There isn’t a much simpler rule in business than this – never try selling everything to everyone. Being an inexperienced newcomer to the marketing universe, you might get tempted to push your brand message and value proposition as far as you can, hoping that the wider the market coverage, the greater your selling possibilities will be.
Instead of making such hazardous mistakes in the very beginning, take a look at these simple guidelines for defining your perfect target audience.
In the ideal world, startups would be given an opportunity of tailoring their business offers according to the highest buying market. That way, they could simply pick a product or service that is highest in demand and, only by doing so, instantly acquire a wide circle of customers. But since we don’t live in such a world, we are compelled to tailor our offers to the purchasing needs of the existing market as much as we can.
In order to do so, a thorough market research analysis is paramount. The first thing you’ll need to dissect is your business idea – what is it that you’re selling, what are its features and benefits and what kind of competitive advantage do you have? Once the answers to these questions are clear, you can start thinking about who needs your products and why.

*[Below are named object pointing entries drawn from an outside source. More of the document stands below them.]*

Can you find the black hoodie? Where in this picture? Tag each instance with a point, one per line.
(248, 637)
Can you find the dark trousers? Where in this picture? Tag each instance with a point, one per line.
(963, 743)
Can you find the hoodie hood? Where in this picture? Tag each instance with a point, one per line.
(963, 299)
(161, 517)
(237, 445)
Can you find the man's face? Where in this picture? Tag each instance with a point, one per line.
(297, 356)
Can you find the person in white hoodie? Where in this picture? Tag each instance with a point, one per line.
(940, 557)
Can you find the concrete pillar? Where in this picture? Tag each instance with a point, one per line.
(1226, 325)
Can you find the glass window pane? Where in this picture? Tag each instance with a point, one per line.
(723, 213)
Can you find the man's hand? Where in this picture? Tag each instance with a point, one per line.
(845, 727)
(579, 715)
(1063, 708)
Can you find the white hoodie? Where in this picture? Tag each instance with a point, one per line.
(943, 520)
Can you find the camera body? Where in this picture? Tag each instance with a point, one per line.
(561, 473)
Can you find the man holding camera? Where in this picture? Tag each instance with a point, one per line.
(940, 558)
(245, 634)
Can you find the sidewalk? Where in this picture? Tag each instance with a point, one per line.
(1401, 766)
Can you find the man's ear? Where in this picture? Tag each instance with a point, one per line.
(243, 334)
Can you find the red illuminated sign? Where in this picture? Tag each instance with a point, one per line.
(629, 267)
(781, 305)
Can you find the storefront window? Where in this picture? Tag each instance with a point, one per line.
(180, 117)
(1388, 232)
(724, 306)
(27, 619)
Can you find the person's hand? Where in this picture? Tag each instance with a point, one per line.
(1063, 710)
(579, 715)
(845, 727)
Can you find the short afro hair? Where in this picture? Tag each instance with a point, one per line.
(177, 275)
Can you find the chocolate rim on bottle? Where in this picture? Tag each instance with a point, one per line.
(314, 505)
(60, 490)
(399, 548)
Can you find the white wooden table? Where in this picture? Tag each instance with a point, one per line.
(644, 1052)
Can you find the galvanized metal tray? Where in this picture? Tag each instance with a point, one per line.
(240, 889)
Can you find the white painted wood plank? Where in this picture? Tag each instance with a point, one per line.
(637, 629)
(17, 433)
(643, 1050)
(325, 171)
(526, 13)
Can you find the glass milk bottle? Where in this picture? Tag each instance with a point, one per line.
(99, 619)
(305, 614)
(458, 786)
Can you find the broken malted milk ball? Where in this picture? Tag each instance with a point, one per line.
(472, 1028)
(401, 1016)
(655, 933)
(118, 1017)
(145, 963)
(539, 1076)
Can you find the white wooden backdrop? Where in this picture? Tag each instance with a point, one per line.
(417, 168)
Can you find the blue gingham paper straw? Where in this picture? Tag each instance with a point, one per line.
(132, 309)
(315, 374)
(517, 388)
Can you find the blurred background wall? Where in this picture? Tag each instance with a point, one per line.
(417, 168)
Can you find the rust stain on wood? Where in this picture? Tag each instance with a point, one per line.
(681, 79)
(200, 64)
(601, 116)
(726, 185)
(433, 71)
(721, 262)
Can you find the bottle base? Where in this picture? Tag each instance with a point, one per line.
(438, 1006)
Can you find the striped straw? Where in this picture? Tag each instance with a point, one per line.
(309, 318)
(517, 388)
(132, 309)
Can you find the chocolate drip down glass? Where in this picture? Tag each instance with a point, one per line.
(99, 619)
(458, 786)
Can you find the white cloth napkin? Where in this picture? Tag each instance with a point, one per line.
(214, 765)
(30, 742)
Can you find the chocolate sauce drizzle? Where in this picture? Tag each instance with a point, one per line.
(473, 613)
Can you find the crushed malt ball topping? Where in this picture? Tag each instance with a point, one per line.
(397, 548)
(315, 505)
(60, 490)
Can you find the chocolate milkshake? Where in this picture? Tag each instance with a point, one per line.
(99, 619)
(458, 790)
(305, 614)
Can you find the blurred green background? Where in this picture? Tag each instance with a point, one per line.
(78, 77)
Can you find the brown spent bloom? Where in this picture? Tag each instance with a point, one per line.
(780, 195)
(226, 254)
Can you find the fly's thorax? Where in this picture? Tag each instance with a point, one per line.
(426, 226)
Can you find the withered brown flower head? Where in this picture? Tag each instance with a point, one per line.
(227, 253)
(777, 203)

There are a couple of different criterions you can use while defining your target market. Most commonly, marketers approach their audience according to the demographic, geographic and psychographic brackets they belong to.
The first two, however, are already considered somewhat outdated, given that they are more prone to changes and therefore not always reliable. When based on needs, values, attitudes and behaviors, market segmentation is much better founded. That’s why cutting-edge strategies rely on Maslow’s Hierarchy of Needs.
Starting from the bottom and rising to the top, the Maslow’s pyramid of customers’ needs numbers physiological, safety, love and belonging, esteem and self-actualization as the most powerful factors that define how and why people choose to spend their money.
Taken together with previously mentioned criterions, Maslow’s needs segments create an average, but the specific profile of a buying persona who will be interested in your offer.
Now that you’ve determined your target market and who is more likely to buy your products, you’ll need to familiarize yourself with their general purchasing behavior. Getting to know the needs of your target audience is only a stepping stone on your road to further and even more precise niche identification.
By assessing the results of a target market segmentation and calculating data, you’ll learn the prevailing age, gender, income level and family status of your audience; now, you’ll have to get even more intimate with them in order to discern whether they are seasonal buyers or compulsive shoppers, whether they prefer e-commerce stores instead of the brick and mortar ones and, most importantly, what would compel them to choose your products over your competitor’s.
If you’re a newbie in the overly competitive commerce arena, you need to understand that the business world doesn’t make any room for assumptions; everything you do, any strategical move you make, should be a result of an exhaustive analysis, regardless of the niche you’re trying to penetrate.